Abstrakt
Both gradient and block copolymers can be used as drug delivery systems, but their relative (dis)advantages remain unknown. Thus, we directly compared analogous amphiphilic gradient and block polyoxazolines for their physicochemical properties and potential as building components of nanodrugs.
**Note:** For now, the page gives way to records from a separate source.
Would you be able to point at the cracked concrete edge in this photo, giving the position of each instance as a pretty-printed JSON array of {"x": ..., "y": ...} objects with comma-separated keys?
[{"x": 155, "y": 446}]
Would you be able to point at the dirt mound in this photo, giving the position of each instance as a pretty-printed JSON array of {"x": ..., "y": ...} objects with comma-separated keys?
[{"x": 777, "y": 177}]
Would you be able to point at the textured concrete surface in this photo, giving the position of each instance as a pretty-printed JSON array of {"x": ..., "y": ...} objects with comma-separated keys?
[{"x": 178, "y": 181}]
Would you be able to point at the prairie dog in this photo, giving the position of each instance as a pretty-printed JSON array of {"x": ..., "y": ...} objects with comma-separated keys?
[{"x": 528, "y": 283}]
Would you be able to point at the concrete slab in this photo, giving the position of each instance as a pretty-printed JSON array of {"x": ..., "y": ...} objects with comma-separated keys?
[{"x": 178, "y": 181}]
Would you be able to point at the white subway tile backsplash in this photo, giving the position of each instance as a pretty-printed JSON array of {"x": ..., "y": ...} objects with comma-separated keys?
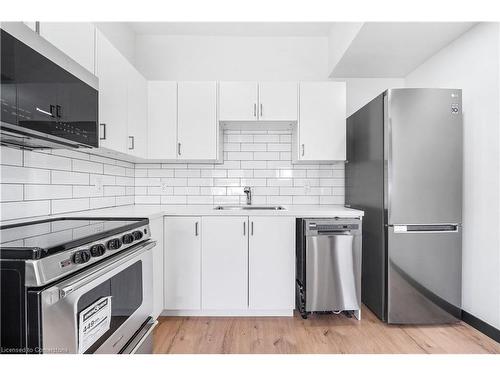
[
  {"x": 250, "y": 146},
  {"x": 60, "y": 206},
  {"x": 102, "y": 202},
  {"x": 11, "y": 156},
  {"x": 87, "y": 166},
  {"x": 28, "y": 209},
  {"x": 240, "y": 155},
  {"x": 187, "y": 173},
  {"x": 115, "y": 170},
  {"x": 266, "y": 138},
  {"x": 59, "y": 181},
  {"x": 147, "y": 199},
  {"x": 69, "y": 178},
  {"x": 21, "y": 175},
  {"x": 260, "y": 159},
  {"x": 86, "y": 191},
  {"x": 160, "y": 173},
  {"x": 11, "y": 192},
  {"x": 46, "y": 161},
  {"x": 41, "y": 192},
  {"x": 173, "y": 199},
  {"x": 186, "y": 190},
  {"x": 38, "y": 183},
  {"x": 266, "y": 155}
]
For this purpose, we prepared a library of 18 polymers with varying ratios of monomeric units, using 2-methyl-2-oxazoline (MeOx) as a hydrophilic monomer and 2-phenyl-2-oxazoline (PhOx), 2-(4-butylphenyl)-2-oxazoline (BuPhOx), or 2-(4-butoxyphenyl)-2-oxazoline (BuOPhOx) as a hydrophobic monomer, and determined their homo/heteropolymerization kinetics. Our results showed that gradient copolymers had broader glass transition intervals and formed nanoparticles several times smaller and more compact than the corresponding block analogs.
In particular, PMeOx(70)-gradPhOx(30) and PMeOx(70)-grad-BuPhOx(30) exhibited a significantly higher drug loading capacity and entrapment efficiency than their corresponding block analogs. Notwithstanding these differences, all polymers were cyto- and hemocompatible in vitro.
Therefore, analogous gradient and block copolymers may be alternatively used for specific biomedical applications.